We express our strong preference for clients’ bearing expenses by making engagements in which they do much easier to get through our case acceptance regimen. The process involves a vote by all lawyers at a firm-wide meeting we generally hold once a week (on Wednesdays). If a proposal would require the firm to pay expenses, the lawyer pitching the case must get a two-thirds supermajority. Only cases with a very high likelihood of success can run that gauntlet.
As I mentioned, a client who does not bear litigation costs will generally also have to agree to pay a bigger percentage of the recovery as a contingent fee. How much bigger? It depends on the individual case, of course, but generally a client can expect the percentage to increase by five to 10 percentage points.
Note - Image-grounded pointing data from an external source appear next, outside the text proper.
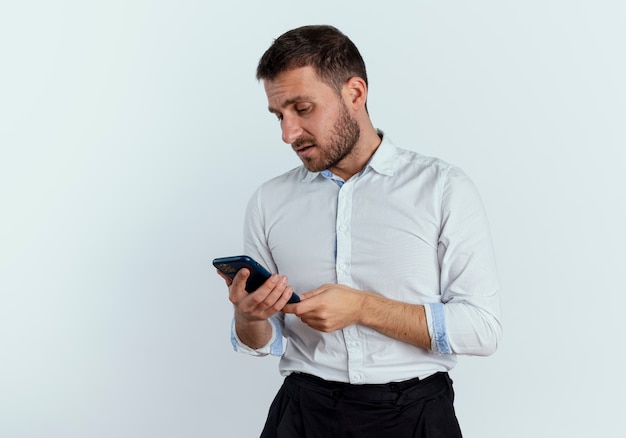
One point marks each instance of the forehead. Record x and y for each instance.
(296, 85)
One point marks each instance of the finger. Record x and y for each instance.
(225, 277)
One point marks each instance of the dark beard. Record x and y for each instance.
(345, 135)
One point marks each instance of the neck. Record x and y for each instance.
(355, 162)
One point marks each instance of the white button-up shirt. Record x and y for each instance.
(408, 227)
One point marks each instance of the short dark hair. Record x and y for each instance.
(332, 54)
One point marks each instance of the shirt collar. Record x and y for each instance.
(384, 160)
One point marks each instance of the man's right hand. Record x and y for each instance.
(252, 310)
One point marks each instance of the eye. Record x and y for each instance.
(303, 109)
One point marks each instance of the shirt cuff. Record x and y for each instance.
(273, 347)
(436, 320)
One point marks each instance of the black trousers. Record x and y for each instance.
(309, 407)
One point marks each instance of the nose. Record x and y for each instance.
(292, 130)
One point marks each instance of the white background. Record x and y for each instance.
(132, 134)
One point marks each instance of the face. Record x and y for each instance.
(314, 119)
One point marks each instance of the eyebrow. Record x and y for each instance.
(291, 101)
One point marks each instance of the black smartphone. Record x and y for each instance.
(258, 274)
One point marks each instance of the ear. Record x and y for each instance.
(355, 93)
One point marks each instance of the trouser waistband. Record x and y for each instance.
(413, 388)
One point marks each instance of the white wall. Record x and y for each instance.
(133, 132)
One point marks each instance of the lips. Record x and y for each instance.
(304, 150)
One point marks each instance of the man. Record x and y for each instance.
(389, 251)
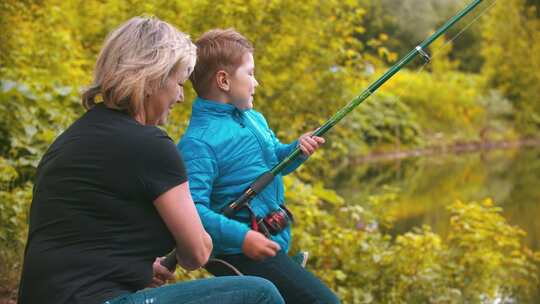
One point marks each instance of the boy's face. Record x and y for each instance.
(243, 83)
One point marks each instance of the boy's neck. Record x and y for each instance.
(218, 96)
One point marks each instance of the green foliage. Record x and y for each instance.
(311, 57)
(511, 65)
(481, 259)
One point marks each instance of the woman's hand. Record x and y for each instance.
(161, 274)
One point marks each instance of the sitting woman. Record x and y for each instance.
(111, 192)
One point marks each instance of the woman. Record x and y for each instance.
(110, 194)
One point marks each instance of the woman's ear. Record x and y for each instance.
(222, 80)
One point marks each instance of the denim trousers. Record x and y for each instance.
(295, 283)
(223, 290)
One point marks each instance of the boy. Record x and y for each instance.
(226, 147)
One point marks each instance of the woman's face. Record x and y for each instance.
(158, 105)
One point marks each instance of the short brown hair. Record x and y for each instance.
(217, 49)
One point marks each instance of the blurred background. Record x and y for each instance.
(427, 193)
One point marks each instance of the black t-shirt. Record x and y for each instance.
(94, 230)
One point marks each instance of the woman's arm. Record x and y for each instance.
(193, 244)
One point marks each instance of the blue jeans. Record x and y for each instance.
(223, 290)
(296, 284)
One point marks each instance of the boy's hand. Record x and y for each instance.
(308, 143)
(161, 274)
(257, 247)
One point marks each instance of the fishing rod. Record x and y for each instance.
(265, 179)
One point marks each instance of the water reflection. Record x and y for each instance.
(510, 177)
(428, 184)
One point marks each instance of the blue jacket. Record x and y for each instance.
(225, 150)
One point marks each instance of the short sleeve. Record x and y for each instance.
(160, 166)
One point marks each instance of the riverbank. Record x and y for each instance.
(455, 148)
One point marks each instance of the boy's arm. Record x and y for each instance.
(201, 165)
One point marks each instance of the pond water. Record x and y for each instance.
(511, 178)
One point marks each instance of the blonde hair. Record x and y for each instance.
(217, 49)
(136, 59)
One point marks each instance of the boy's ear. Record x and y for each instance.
(222, 79)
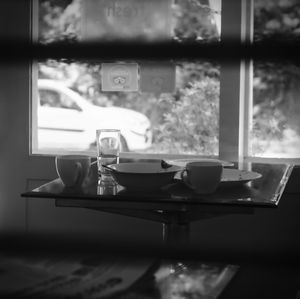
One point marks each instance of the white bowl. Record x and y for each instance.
(143, 175)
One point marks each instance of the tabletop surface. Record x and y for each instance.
(265, 191)
(255, 241)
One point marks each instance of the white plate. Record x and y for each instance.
(235, 177)
(183, 162)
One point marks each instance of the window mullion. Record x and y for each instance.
(235, 82)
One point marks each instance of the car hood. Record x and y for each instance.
(117, 117)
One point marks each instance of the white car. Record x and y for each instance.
(68, 121)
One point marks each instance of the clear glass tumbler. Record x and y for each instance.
(108, 150)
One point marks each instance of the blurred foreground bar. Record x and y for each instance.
(270, 49)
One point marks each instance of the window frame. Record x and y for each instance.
(236, 92)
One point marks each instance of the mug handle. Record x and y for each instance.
(79, 173)
(185, 178)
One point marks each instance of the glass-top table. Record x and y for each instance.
(174, 205)
(265, 191)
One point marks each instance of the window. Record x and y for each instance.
(177, 113)
(231, 124)
(276, 106)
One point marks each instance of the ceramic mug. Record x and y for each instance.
(203, 176)
(72, 169)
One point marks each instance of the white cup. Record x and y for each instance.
(72, 169)
(203, 176)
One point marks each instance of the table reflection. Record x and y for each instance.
(105, 275)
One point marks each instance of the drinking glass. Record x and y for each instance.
(108, 150)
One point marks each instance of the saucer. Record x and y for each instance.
(234, 177)
(183, 162)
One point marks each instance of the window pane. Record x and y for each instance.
(185, 121)
(186, 19)
(178, 114)
(276, 105)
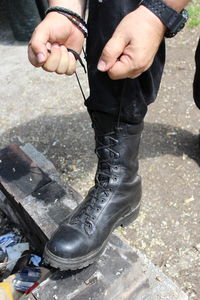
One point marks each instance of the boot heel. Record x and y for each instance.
(129, 218)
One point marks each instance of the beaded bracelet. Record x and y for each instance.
(72, 16)
(77, 23)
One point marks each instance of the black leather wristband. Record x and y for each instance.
(173, 20)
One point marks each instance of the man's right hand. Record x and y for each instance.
(49, 43)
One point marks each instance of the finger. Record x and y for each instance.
(71, 65)
(111, 52)
(125, 68)
(32, 58)
(64, 61)
(53, 60)
(38, 43)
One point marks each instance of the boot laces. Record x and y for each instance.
(85, 214)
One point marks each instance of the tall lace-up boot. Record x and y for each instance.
(113, 201)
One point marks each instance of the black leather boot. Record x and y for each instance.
(113, 201)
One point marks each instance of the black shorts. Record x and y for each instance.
(106, 94)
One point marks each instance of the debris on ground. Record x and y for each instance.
(20, 270)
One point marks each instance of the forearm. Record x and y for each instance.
(77, 6)
(178, 5)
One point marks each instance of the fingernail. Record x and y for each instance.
(63, 48)
(55, 45)
(40, 58)
(101, 65)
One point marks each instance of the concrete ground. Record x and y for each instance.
(47, 110)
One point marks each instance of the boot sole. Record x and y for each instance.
(74, 264)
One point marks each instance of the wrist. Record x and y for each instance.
(176, 5)
(78, 6)
(152, 20)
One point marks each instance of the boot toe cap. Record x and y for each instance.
(68, 243)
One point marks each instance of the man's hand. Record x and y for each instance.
(49, 43)
(133, 46)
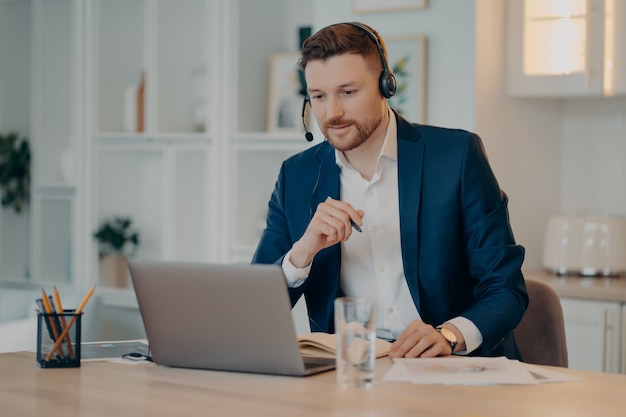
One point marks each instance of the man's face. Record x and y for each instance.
(345, 99)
Forty percent instead of one-third, for example.
The implicit cost of having us pay expenses varies according to the value of the client’s claims. In a case worth $10 million and a six-point bump to our contingent fee, we would receive the expenses we bore plus a $600,000 return on that part of our investment. If the case required $1 million in expenditures on expert fees, travel expenses, e-discovery charges, and other costs, the $1.6 million recovery by my firm would represent a 1.6x multiple — well below the 3x to 4x multiple we typically aim for. (Note that these multipliers do not account for the time value of money.)
The cost of third-party funding
I would guess that third-party litigation funders (TPLF) offer similar terms. See “The Cost of Third-Party Litigation Funding“. (Please post a comment if you know even in general terms how TPLF firms price their financing, which may include both expenses and a portion of attorneys’ fees.)
But adding TPLF to the mix introduces the potential complexity of having a third party that wants more or less to join the trial team. TPLF firms take pains to assure clients that they will not attempt to exercise control over the client or the lawyers and that their actions will not compromise the protecting of the attorney-client privilege and the lawyer work product doctrine.
These potential complications suggest that TPLF funding should cost less than advancement of expenses by contingent-fee law firms. I get the sense, though, that if anything hey cost more — not least because they do not disclose their pricing, an excellent indication that they charge a lot and do not wish to encourage comparison shopping.
In some cases, the law firm that the client wants will not agree to advance litigation costs, and the client either cannot or chooses not to bear the expense herself. Those situations present the likeliest ones for a TPLF firm to provide funding for expenses because in those circumstances they justify their probably higher effective interest rates.